Here's my take. The chart and table on p. 7 basically tell the story: In 1972, the white male working class (WMWC) were significantly less likely than average to vote Dem. Then in 1976 they were significantly more likely (by roughly the same margin). Then in the Reagan-Bush elections they went back to their 1972 levels. In 1992 they went to par, voting Dem at exactly the same rate as the general electorate. Then the deluge: In 1996, 2000 and 2004 Dem support from the WMWC experienced a horrendous collapse to levels far worse than the McGovern blowout.
Later in the paper, they show that attitudes on wedge issues (abortion, death penalty, assistance to blacks), while more reactionary among the WMWC than the general pop, cannot explain the below-average support for Dems.
Given the timing and the lack of effect from wedge issues, my interpretation is that Lane Kenworthy was right: His paper [http://tinyurl.com/6du6xw] concludes that the WC shift against Dems was caused
> perhaps most importantly by changes in working-class
> whites' confidence in the Democrats' ability to deliver the goods on
> particular
> issues. The key issues were material ones.

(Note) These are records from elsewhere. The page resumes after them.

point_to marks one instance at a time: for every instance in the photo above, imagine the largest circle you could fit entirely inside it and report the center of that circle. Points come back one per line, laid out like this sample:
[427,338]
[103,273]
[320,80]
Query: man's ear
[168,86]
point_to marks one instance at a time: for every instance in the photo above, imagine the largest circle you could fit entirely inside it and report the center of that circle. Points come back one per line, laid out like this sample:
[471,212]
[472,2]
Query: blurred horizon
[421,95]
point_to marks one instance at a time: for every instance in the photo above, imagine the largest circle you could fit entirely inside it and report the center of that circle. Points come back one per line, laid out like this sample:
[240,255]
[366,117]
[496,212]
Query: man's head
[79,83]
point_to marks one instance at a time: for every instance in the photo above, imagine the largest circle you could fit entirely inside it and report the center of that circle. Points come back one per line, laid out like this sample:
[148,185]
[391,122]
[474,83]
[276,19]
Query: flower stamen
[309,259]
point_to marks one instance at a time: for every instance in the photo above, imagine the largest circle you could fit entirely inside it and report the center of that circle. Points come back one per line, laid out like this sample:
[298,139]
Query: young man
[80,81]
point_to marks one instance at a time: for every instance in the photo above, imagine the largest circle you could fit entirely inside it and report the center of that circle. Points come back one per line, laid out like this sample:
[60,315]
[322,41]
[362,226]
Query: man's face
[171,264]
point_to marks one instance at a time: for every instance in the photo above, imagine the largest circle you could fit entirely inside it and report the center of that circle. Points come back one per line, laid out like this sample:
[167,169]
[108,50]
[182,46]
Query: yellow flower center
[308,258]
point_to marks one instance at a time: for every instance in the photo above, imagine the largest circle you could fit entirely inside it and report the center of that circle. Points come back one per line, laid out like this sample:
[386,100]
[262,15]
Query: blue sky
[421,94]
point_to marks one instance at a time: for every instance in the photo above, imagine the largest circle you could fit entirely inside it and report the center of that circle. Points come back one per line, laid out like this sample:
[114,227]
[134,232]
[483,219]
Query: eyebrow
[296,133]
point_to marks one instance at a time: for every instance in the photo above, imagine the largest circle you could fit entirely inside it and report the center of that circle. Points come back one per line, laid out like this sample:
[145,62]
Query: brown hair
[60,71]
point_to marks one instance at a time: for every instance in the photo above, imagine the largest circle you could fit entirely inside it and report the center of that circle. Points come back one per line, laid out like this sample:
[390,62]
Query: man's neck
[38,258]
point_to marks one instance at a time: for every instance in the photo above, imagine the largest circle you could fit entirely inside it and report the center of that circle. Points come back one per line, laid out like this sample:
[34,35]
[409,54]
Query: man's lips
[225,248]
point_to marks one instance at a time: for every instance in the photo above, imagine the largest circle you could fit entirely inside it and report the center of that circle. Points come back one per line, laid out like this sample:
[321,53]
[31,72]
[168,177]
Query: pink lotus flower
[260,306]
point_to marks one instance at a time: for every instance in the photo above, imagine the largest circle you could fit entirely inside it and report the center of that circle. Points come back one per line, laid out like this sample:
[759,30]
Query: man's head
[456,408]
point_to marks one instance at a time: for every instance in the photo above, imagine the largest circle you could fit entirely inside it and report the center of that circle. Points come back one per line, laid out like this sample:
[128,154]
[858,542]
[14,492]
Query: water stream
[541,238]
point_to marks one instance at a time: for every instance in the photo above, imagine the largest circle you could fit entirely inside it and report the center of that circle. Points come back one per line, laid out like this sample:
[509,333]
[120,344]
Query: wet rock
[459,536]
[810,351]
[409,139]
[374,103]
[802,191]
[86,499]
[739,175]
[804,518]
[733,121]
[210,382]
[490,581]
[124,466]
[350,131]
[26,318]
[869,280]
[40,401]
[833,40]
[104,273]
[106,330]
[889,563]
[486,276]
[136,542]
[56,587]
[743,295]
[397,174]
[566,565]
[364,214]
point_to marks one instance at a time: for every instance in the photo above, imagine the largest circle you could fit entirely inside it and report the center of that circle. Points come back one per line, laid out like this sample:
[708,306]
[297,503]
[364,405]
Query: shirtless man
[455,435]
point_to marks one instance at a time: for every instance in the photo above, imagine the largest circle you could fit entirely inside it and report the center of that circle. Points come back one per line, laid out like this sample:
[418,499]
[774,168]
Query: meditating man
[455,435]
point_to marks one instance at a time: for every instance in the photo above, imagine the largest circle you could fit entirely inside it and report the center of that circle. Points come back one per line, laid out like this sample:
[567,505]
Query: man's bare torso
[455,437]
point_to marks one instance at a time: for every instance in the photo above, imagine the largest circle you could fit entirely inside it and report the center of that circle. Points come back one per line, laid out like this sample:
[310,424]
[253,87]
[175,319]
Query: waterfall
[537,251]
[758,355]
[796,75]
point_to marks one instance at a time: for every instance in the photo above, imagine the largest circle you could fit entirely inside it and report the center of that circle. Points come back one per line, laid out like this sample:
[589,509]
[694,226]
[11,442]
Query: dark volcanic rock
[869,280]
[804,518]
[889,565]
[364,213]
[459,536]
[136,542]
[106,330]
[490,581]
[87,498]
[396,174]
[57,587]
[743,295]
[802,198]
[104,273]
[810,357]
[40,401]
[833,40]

Given that Brady et. al's paper shows a huge collapse that clearly started between the 1992 and 1996 presidential elections, it would be reasonable to suppose that Clinton's first term (NAFTA, failure of health reform) might be the culprit, as many have alleged.
SA
-------- Original Message -------- Subject: Frank vs. Bartels update Date: Fri, 05 Dec 2008 12:33:39 -0500 From: SA <S11131978 at gmail.com> To: lbo-talk at lbo-talk.org
http://www.themonkeycage.org/2008/12/wheres_the_american_working_cl.html
Where's the American Working Class?
One of the few recent examples of political scientists engaging with broader public debates was the disagreement of Larry Bartels with Thomas Frank over whether the non-Southern white working class had started voting for Republicans. The debate ended up being in part an argument over how best to define the working class: through looking at people’s education, income, or some combination of the two. David Brady, Benjamin Sosnaud and Steven Frenk have recently published a piece arguing that neither segmenting by education or income really captures the working class properly, and that political scientists should learn from sociologists, by adopting a measure that defines the working class as people belonging to a specific set of occupational groups. On the basis of this measure, they come up with some interesting findings. Their arguments don’t support Frank’s underlying thesis about why the male white working class has gone Republican (they don’t find evidence that religion and wedge issues played a role), but they do find contra Bartels that the effect isn’t a simple product of regionalism. In their words:
> The White male working class has moved suddenly and massively towards
> the Republican Party since 1992. Our dating of this transition roughly
> coincides with Frank’s identification of the early 1990s as the point
> when the White working class began to dealign from the Democratic
> Party (Frank, 2004, 91, 98). In sharp contrast to Bartels, we
> contradict claims that the White working class shift towards
> Republicans is isolated to the South. Moreover, we demonstrate that
> his proxies for class are not adequate and that theoretically
> justifiable measures of class are essential. Ultimately, at least for
> men, our study supports Frank’s claim that the White working class has
> dealigned from the Democratic Party.
Their results also suggest that there is a significant divergence between white working class men and women - while the former are clearly more likely to support Republicans, the latter, if anything, are more likely to support Democrats. I’d be interested to see a public response from Bartels, if he’s so inclined.